There's too much uncertainty around. The recent announcement that the Bosch factory in the Vale of Glamorgan is going to close with the loss of 900 jobs is the kind of thing still feeding into the public mindset.
And even though last week's unemployment figures in Wales and across the UK were down, they're likely to rise further before tailing off.
This recession has changed the industrial map of Wales. Some well known names, like Hoover, Indesit and L'Oreal, have either made huge cutbacks or pulled out of Wales altogether.
Unemployment has risen by 50,000 in the period we've been in recession since the spring of 2008.
Over the course of the past year manufacturing output has reduced by 12% while the service sector has fared better with a drop of 2% over the past year.
But the figures only tell part of the story. On the downside we've seen how vulnerable many foreign-owned factories in Wales can be when things get difficult.
On the plus side, there's been genuine surprise at how flexible the workforce has become.
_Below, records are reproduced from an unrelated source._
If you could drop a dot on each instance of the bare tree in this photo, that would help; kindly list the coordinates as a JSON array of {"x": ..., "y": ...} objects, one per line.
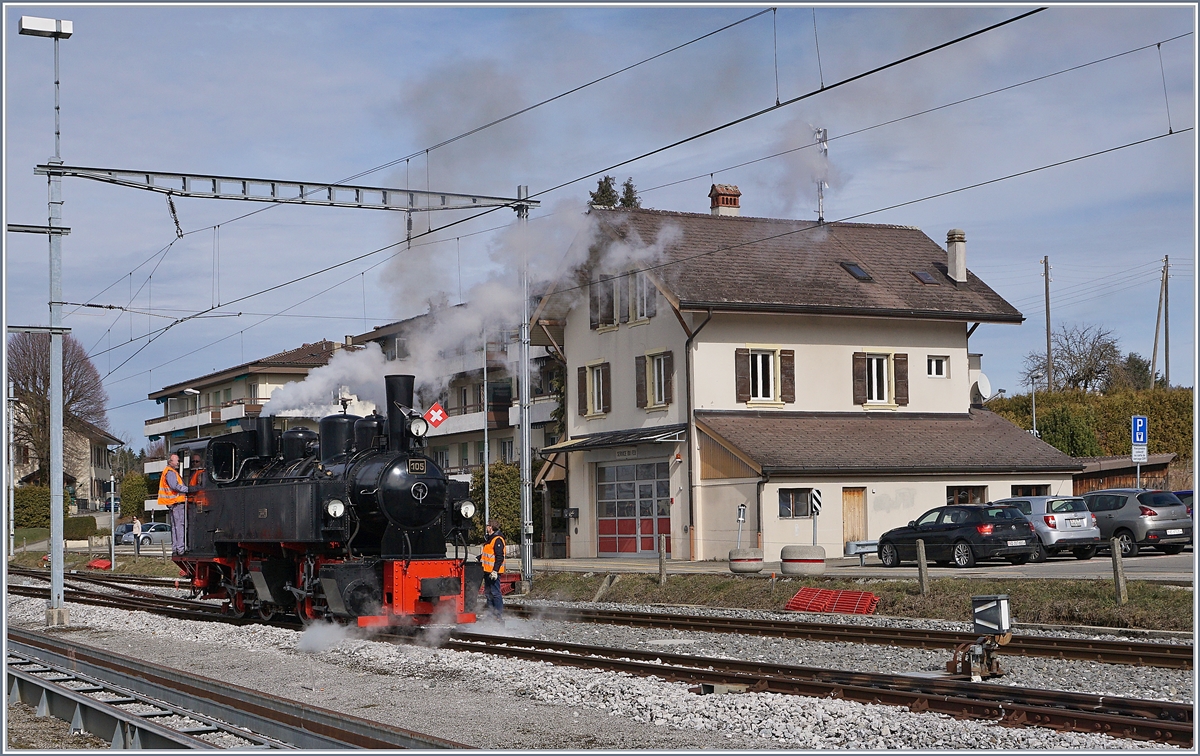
[
  {"x": 1084, "y": 358},
  {"x": 83, "y": 393}
]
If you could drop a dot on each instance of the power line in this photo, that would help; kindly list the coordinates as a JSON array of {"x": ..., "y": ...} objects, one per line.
[
  {"x": 655, "y": 151},
  {"x": 919, "y": 113}
]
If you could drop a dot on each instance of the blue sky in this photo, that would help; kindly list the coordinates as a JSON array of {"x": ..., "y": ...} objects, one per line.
[{"x": 319, "y": 94}]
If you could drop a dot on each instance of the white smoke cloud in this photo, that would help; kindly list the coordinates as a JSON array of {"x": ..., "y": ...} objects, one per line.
[{"x": 359, "y": 371}]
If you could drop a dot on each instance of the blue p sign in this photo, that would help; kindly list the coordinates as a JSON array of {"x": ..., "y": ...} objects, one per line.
[{"x": 1140, "y": 430}]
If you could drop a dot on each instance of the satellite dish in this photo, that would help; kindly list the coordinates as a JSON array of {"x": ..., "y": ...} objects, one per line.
[{"x": 984, "y": 387}]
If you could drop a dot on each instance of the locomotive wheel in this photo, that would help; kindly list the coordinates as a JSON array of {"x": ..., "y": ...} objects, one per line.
[{"x": 237, "y": 606}]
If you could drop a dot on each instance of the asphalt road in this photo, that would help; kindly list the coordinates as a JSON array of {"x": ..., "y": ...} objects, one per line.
[{"x": 1150, "y": 567}]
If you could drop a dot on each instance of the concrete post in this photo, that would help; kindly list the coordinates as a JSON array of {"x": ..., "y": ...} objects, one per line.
[
  {"x": 922, "y": 568},
  {"x": 1119, "y": 573}
]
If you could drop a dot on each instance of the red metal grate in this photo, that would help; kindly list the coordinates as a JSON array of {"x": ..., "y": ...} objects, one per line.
[{"x": 825, "y": 600}]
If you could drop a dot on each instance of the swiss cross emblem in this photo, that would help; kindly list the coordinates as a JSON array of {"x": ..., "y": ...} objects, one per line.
[{"x": 436, "y": 414}]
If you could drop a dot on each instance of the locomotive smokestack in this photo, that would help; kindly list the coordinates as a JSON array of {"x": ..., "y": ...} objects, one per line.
[
  {"x": 400, "y": 395},
  {"x": 265, "y": 427}
]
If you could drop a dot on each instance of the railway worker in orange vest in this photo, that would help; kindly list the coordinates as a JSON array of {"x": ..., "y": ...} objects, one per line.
[
  {"x": 492, "y": 559},
  {"x": 173, "y": 495}
]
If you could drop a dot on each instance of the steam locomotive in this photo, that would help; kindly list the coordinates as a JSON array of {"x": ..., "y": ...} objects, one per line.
[{"x": 353, "y": 525}]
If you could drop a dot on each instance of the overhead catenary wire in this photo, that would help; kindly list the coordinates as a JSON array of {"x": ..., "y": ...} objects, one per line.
[{"x": 654, "y": 151}]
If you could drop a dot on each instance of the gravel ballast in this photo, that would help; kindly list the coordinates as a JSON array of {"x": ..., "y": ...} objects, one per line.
[{"x": 492, "y": 702}]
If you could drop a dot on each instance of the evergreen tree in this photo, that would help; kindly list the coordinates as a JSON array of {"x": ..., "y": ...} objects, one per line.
[
  {"x": 629, "y": 197},
  {"x": 605, "y": 195}
]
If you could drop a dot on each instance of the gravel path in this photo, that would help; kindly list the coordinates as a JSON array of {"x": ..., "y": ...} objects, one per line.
[{"x": 491, "y": 702}]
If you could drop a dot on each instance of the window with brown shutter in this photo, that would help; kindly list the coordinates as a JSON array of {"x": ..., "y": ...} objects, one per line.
[
  {"x": 859, "y": 377},
  {"x": 623, "y": 304},
  {"x": 742, "y": 375},
  {"x": 900, "y": 367},
  {"x": 640, "y": 379},
  {"x": 594, "y": 304},
  {"x": 787, "y": 375},
  {"x": 606, "y": 387},
  {"x": 667, "y": 377},
  {"x": 583, "y": 390}
]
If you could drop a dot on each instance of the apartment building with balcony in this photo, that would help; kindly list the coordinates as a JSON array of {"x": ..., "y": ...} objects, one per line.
[
  {"x": 215, "y": 403},
  {"x": 471, "y": 399}
]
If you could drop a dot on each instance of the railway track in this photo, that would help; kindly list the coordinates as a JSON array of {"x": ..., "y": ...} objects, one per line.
[
  {"x": 1131, "y": 718},
  {"x": 1170, "y": 655},
  {"x": 136, "y": 705}
]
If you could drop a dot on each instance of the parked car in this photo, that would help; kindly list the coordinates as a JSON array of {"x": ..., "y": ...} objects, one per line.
[
  {"x": 961, "y": 534},
  {"x": 151, "y": 533},
  {"x": 1061, "y": 522},
  {"x": 1139, "y": 517}
]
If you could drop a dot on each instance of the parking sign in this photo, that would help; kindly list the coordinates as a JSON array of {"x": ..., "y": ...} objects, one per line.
[{"x": 1140, "y": 430}]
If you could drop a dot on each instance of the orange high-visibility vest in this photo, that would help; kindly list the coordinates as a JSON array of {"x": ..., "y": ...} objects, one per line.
[
  {"x": 167, "y": 497},
  {"x": 489, "y": 553}
]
Sabbaticals, pay cuts and short-time working have all been features of the past 18 months in workplaces across the country.
The recession has forced people to change their lives dramatically and the way many have faced up to that has been genuinely impressive.
New working lives
I've come across a boat-builder who became a baker, a factory worker who became a bus driver and a call centre worker now flipping burgers in a van on a retail park. In most of those cases they are enjoying their new working lives.
But for many people the cutbacks will have left them out of pocket in the long term. The thousands of lost manufacturing jobs were on the whole well paid and the redundant workers will struggle to find equivalent pay packets.
With cutbacks in the public sector on the horizon it will be down to entrepreneurs and the private sector to create jobs in the future.
As a result, a big focus will be exports thanks to the weak pound which should make our products competitive abroad. The other crucial element for future growth will be more bank lending to small and medium-sized companies.